Diode lasers build nanostructures

From oemagazine July 2002
01 July 2002
By Charles Whipple

Laser light can lay lattices on substrates, opening the way to atom lithography that can write lines for semiconductors with resolutions in the tens of nanometers. In addition, the same technology could be used to move single atoms in ultra-dense memory applications. To explore possibilities for nanodeposition and fabrication, Yasushi Inouye and a team of researchers at Osaka University (Osaka, Japan) have built an atom-optical system that uses a narrowband diode laser to collimate and focus a thermal chromium (Cr) atom beam. "The narrow linewidth lets us concentrate the laser energy at the best frequency for cooling," says Inouye.

Inouye's team used a 0.5-W continuously tunable diode laser operating between 840 and 860 nm and fitted with a built-in amplifier. They directed the laser beam through a ring-cavity second harmonic generator and used lithium triborate (LBO) as the frequency-doubling crystal to convert the output to violet wavelengths. The laser is tuned so that the second harmonic matches the 7S3 7P4 transition in 52Cr, which is 425.55 nm in vacuum. The linewidth is also identical to that of Cr atomic resonance, which is Γ/2π = 5 MHz. They then split the laser beam with an acoustical-optical modulator to form beam pairs. They used the upper beam pair as the cooling source and the lower pair to construct a standing wave.

 

An AFM image shows the chromium line nanostructure diode-laser-focused atom deposition. (Osaka University)

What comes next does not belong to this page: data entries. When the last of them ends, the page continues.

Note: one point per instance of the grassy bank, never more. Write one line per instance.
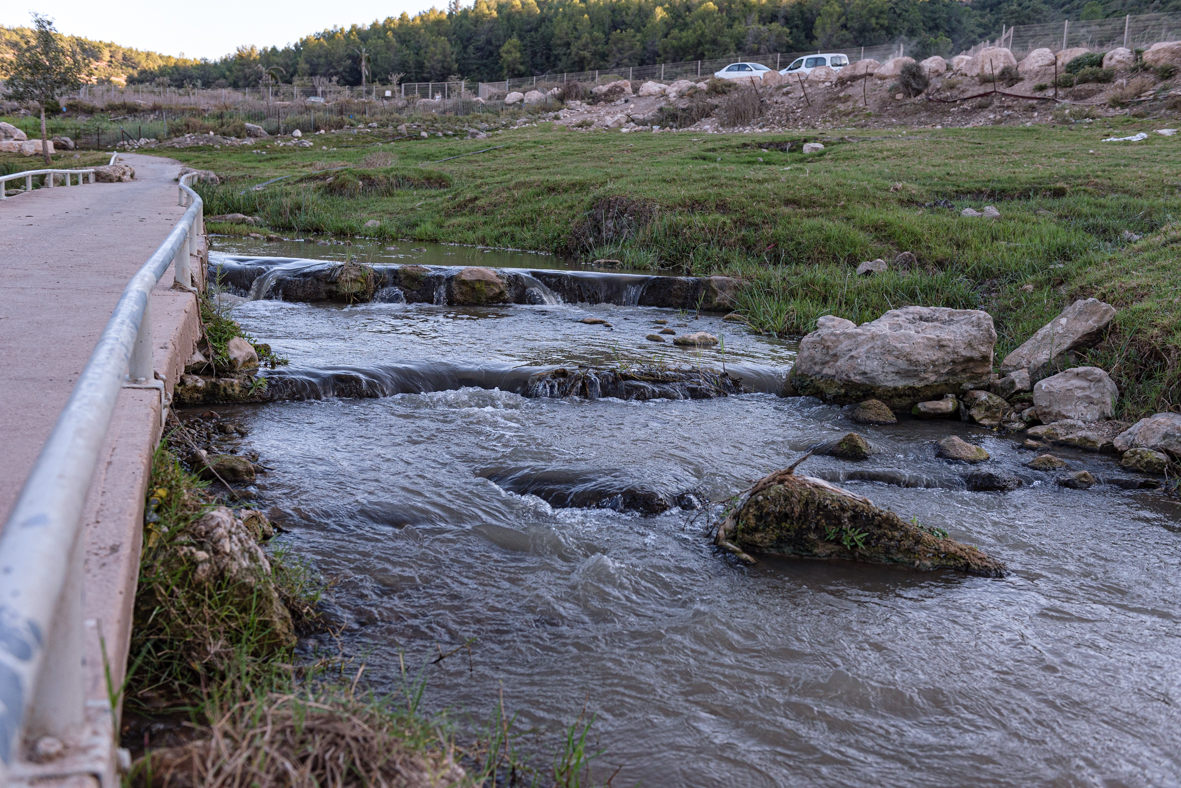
(795, 227)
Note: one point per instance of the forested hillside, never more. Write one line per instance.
(495, 39)
(111, 62)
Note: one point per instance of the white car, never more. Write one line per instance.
(742, 71)
(804, 65)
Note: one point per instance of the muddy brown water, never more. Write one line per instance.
(703, 672)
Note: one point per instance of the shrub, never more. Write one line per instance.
(913, 79)
(719, 86)
(573, 91)
(1089, 60)
(739, 108)
(1130, 92)
(1091, 75)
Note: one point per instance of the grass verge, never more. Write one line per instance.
(794, 227)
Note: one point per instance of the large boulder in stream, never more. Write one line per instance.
(795, 515)
(475, 286)
(905, 357)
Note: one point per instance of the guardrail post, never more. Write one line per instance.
(59, 701)
(139, 369)
(181, 262)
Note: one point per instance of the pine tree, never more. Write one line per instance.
(44, 70)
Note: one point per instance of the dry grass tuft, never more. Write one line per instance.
(288, 741)
(378, 160)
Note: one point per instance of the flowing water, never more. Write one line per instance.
(704, 672)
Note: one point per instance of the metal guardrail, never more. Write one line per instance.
(41, 547)
(47, 177)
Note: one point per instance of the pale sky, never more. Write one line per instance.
(209, 28)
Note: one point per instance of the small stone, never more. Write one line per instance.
(906, 261)
(1046, 462)
(1080, 480)
(241, 355)
(696, 339)
(985, 409)
(1146, 461)
(873, 411)
(960, 450)
(229, 468)
(987, 481)
(850, 447)
(937, 408)
(1013, 383)
(872, 267)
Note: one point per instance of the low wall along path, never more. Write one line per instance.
(66, 254)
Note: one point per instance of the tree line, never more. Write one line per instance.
(497, 39)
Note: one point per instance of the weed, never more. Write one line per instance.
(741, 108)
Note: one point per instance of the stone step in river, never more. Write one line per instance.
(478, 515)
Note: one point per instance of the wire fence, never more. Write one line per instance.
(280, 106)
(1097, 34)
(667, 72)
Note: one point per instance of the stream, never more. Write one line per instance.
(702, 671)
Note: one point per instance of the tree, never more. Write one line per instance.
(510, 58)
(44, 70)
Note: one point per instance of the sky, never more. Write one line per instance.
(209, 28)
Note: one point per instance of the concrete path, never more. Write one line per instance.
(65, 256)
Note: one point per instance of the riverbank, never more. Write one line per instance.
(1077, 217)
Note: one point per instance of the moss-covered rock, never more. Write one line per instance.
(873, 411)
(795, 515)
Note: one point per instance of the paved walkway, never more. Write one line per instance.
(65, 256)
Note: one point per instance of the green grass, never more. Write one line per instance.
(794, 227)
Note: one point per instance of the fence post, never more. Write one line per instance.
(139, 369)
(181, 262)
(59, 699)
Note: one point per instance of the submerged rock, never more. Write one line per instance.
(1080, 480)
(943, 408)
(985, 409)
(1146, 461)
(228, 468)
(475, 286)
(907, 356)
(960, 450)
(796, 515)
(1046, 462)
(987, 481)
(872, 411)
(581, 489)
(850, 447)
(1159, 432)
(640, 384)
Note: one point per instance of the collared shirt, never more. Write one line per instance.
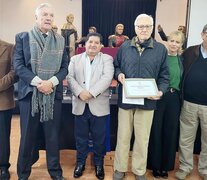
(203, 52)
(88, 69)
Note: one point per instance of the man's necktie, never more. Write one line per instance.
(44, 35)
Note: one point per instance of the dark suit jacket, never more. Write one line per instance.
(22, 67)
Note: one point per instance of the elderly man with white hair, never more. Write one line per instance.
(41, 62)
(141, 57)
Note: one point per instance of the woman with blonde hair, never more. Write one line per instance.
(165, 126)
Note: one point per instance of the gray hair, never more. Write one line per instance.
(144, 15)
(37, 11)
(205, 29)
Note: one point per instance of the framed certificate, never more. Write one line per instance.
(140, 88)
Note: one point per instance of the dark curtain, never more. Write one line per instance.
(105, 14)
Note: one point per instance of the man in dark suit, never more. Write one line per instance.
(41, 62)
(7, 79)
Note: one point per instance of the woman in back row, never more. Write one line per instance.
(165, 126)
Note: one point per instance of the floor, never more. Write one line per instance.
(39, 170)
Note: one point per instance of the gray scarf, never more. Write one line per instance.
(46, 58)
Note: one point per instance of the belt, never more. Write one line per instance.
(172, 90)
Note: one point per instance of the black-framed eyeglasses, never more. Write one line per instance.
(141, 27)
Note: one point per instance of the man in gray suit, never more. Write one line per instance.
(89, 78)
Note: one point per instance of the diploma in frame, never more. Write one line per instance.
(140, 88)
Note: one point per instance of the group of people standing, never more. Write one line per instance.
(40, 62)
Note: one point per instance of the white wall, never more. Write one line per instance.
(18, 15)
(197, 21)
(170, 14)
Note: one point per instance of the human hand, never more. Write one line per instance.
(159, 28)
(160, 93)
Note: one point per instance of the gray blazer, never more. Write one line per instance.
(101, 76)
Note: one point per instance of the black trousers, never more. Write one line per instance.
(29, 133)
(5, 129)
(85, 125)
(164, 133)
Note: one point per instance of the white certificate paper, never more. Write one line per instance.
(138, 101)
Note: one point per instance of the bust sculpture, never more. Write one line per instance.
(118, 38)
(69, 32)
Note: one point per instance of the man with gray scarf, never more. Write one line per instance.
(41, 62)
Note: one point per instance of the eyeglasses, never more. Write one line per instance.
(141, 27)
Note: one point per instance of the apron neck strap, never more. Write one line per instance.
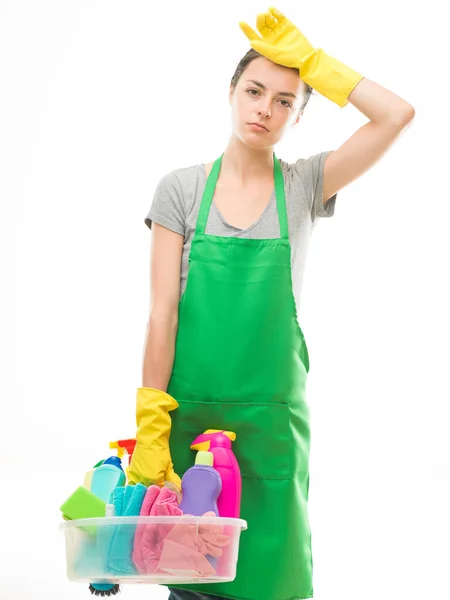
(211, 187)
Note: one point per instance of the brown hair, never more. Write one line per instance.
(247, 59)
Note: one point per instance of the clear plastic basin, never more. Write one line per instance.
(161, 550)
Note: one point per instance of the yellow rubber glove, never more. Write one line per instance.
(284, 44)
(151, 462)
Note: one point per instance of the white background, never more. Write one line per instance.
(98, 101)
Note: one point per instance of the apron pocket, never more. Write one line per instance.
(263, 438)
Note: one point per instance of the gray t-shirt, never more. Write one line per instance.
(179, 193)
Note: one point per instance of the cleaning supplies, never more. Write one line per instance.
(218, 442)
(201, 486)
(107, 477)
(82, 504)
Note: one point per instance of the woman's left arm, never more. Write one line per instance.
(389, 115)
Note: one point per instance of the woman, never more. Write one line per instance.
(230, 238)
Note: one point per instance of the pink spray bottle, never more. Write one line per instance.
(218, 442)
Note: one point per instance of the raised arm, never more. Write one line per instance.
(166, 252)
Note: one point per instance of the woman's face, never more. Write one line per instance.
(269, 94)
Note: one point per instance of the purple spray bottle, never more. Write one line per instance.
(201, 486)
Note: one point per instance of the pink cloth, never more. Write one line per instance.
(187, 544)
(149, 538)
(169, 548)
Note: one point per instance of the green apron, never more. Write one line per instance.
(241, 364)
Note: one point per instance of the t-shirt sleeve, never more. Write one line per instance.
(310, 170)
(168, 207)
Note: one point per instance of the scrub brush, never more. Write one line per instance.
(104, 589)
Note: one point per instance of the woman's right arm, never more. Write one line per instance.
(162, 326)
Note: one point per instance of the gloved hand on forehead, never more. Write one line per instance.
(283, 43)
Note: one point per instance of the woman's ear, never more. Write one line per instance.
(230, 95)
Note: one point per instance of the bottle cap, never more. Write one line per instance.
(204, 458)
(113, 460)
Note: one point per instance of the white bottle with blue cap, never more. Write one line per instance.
(107, 477)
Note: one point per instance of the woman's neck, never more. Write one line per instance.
(243, 164)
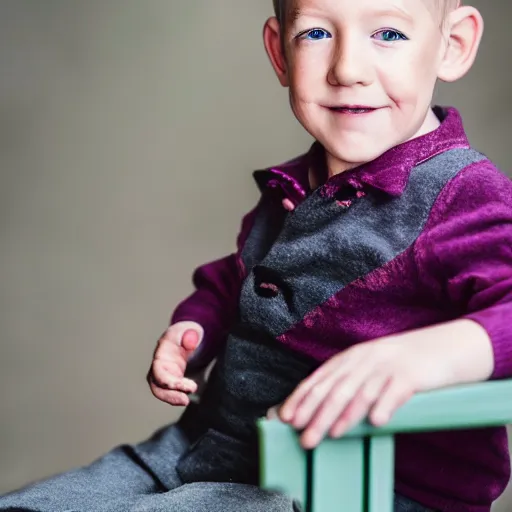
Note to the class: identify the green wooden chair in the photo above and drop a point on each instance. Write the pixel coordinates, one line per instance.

"We effused chromium atoms from a cell with a 1 mm [aperture] by heating the cell to 1950 K, which is below the 2130 K melting point for that element," says Inouye. The group aimed the beam of Cr atoms through a 10-6 protactinium vacuum toward a substrate of <001>-oriented silicon. The team aligned the laser beam standing wave, which was nominally Gaussian in profile, so that it grazed across the sample with its peak intensity at the surface.

To get the proper flux and beam divergence, Inouye and his associates had to configure and optimize the atom emissions using three variables—the heating temperature, aperture area, and aperture-to-substrate distance. Measurements and calculations estimated the probable atom velocity as 960 m/s and a deposition rate of about 0.1 nm/min.

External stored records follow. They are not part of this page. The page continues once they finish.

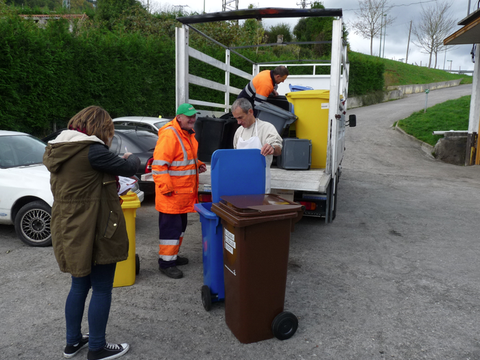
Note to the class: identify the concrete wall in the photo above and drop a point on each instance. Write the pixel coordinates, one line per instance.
(397, 92)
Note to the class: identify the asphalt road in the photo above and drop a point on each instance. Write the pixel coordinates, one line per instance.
(395, 276)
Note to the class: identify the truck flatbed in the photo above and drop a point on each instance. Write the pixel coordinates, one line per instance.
(313, 180)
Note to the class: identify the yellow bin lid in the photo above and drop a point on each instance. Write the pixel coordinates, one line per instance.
(309, 94)
(130, 201)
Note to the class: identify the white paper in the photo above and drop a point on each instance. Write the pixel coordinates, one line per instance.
(125, 184)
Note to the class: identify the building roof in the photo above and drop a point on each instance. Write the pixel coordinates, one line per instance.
(469, 33)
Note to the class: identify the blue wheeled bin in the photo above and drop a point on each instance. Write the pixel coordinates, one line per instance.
(233, 172)
(212, 234)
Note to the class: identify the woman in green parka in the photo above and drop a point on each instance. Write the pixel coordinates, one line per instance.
(89, 235)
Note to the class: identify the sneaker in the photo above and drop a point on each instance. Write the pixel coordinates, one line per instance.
(172, 272)
(110, 351)
(181, 260)
(72, 350)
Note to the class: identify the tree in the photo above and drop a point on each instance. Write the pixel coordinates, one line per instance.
(315, 29)
(435, 25)
(111, 9)
(371, 16)
(280, 29)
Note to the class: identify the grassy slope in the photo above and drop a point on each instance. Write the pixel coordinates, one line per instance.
(451, 115)
(398, 73)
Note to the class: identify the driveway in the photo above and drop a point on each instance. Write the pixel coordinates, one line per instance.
(395, 276)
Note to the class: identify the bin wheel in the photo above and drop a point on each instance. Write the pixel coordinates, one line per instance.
(206, 298)
(284, 325)
(137, 264)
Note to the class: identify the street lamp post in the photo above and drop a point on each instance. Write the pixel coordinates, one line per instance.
(384, 33)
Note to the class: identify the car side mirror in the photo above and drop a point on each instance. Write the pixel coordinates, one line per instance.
(352, 120)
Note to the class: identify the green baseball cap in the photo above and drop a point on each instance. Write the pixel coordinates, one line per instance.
(186, 109)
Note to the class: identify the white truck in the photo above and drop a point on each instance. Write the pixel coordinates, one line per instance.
(314, 188)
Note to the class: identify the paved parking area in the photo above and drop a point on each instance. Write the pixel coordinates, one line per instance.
(395, 276)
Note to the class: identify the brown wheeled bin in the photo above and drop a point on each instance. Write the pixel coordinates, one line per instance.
(256, 237)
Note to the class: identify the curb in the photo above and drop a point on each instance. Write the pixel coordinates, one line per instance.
(426, 148)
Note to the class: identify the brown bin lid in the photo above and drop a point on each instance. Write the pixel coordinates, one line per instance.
(230, 217)
(257, 205)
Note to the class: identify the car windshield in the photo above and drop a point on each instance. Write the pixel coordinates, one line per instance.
(20, 150)
(161, 123)
(133, 141)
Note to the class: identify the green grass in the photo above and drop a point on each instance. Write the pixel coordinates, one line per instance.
(450, 115)
(399, 73)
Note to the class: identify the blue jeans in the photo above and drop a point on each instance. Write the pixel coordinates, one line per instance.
(101, 282)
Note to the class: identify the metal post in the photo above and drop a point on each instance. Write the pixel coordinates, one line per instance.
(408, 42)
(426, 100)
(384, 33)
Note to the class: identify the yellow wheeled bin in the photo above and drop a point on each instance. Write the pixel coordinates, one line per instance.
(311, 109)
(127, 269)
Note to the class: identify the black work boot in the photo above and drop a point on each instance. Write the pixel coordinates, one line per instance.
(181, 260)
(172, 272)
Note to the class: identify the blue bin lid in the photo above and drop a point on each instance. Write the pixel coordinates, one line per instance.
(237, 172)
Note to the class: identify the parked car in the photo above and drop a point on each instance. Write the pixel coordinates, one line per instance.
(140, 123)
(25, 196)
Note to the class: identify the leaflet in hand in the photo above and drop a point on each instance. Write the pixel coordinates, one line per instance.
(126, 184)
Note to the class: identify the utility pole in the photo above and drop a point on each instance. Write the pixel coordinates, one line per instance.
(303, 4)
(384, 33)
(381, 30)
(228, 5)
(380, 48)
(408, 42)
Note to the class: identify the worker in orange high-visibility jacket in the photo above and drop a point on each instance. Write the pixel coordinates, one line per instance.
(262, 85)
(175, 170)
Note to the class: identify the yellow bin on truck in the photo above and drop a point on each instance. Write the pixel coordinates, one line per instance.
(127, 269)
(311, 108)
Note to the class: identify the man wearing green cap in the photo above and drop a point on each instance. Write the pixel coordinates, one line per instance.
(175, 170)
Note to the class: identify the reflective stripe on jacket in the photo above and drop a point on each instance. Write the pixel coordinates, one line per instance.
(175, 169)
(259, 87)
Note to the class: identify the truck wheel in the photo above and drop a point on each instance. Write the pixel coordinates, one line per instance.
(284, 325)
(137, 264)
(206, 298)
(32, 224)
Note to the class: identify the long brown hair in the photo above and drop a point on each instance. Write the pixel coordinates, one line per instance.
(93, 120)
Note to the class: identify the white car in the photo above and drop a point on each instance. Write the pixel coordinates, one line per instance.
(25, 196)
(140, 123)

The experimental setup precollimated the Cr atom beam with a 1-mm slit downstream of the aperture, then subjected it to 1-D Doppler cooling. The team used photoluminescent imaging to determine the angular distribution of the beam. The narrow 1-mm slit reduced divergence angles to less than 0.2 rad with the slit positioned 210 mm from the fusion cell. Moving the slit to 495 mm, a position 10 mm above the substrate, further reduced the divergence. "In fact," says Inouye, "after cooling, the beam divergence was beyond our detection limits. But, judging from the fabrication, the divergence was in the range of sub-mrad."

A dipole force of the standing wave generated by the laser focused the atom beam. Inouye's team found that the first-order electrical potential provides the spatial dependence that causes focusing. "In practice, each node of the standing wave acts as a lens, creating an array of lines with a spacing of half the interference laser wavelength," says Inouye.

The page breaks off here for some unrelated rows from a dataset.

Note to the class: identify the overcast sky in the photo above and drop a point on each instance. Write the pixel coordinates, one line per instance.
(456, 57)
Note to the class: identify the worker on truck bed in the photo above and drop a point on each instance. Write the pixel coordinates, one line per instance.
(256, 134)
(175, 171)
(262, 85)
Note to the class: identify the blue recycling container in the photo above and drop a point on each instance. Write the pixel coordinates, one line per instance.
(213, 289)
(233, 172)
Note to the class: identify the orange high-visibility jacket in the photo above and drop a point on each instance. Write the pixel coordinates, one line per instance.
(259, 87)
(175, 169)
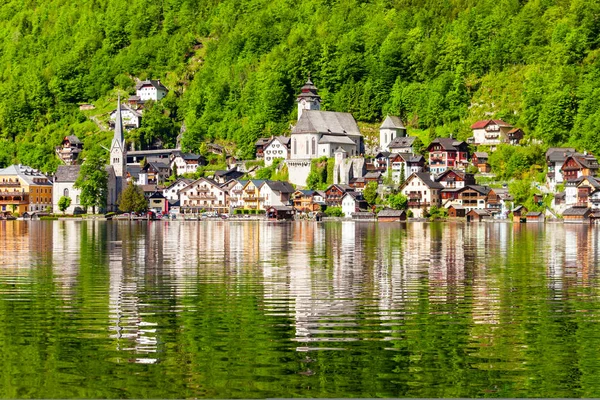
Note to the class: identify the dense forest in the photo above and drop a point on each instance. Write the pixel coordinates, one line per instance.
(235, 66)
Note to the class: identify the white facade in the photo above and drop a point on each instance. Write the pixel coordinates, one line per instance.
(66, 189)
(349, 205)
(171, 193)
(275, 149)
(150, 92)
(203, 194)
(131, 118)
(183, 166)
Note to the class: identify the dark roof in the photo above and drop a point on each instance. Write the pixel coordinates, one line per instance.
(392, 122)
(390, 212)
(157, 195)
(447, 144)
(152, 82)
(533, 214)
(480, 211)
(67, 173)
(484, 123)
(402, 141)
(327, 122)
(480, 189)
(279, 186)
(424, 176)
(576, 211)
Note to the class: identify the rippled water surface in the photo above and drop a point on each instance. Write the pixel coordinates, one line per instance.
(256, 309)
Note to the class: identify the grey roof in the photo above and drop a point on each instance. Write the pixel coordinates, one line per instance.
(576, 211)
(336, 140)
(448, 144)
(327, 122)
(152, 82)
(401, 142)
(280, 186)
(73, 139)
(480, 189)
(67, 173)
(559, 154)
(427, 180)
(26, 173)
(390, 212)
(480, 211)
(392, 122)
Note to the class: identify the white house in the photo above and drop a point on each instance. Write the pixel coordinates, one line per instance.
(422, 193)
(203, 194)
(275, 193)
(151, 90)
(186, 162)
(131, 119)
(277, 147)
(352, 202)
(391, 128)
(171, 192)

Inouye's technique formed a structure of uniform lines. Their height was a function of the atom-beam intensity and deposition time; their width was a function of the atom-beam collimation, the standing-wave intensity and profile, and the wavelength and spectral width of the laser. The width was also influenced by the laser frequency and ambient oscillations. According to Inouye, the group formed a lattice with an average spacing between lines of 212.78 nm, which is one-half the interference laser wavelength. The full-width at half maximum measured 150 nm.

"The most significant step forward that Inouye has made is to utilize diode-laser technology to produce the laser light that does the collimating and focusing of the atoms," says Jabez McClelland, physicist at the National Institute of Standards and Technology (NIST; Gaithersburg, MD). "This will have technological impact because it makes the incorporation of the process into an actual fabrication implementation more realistic."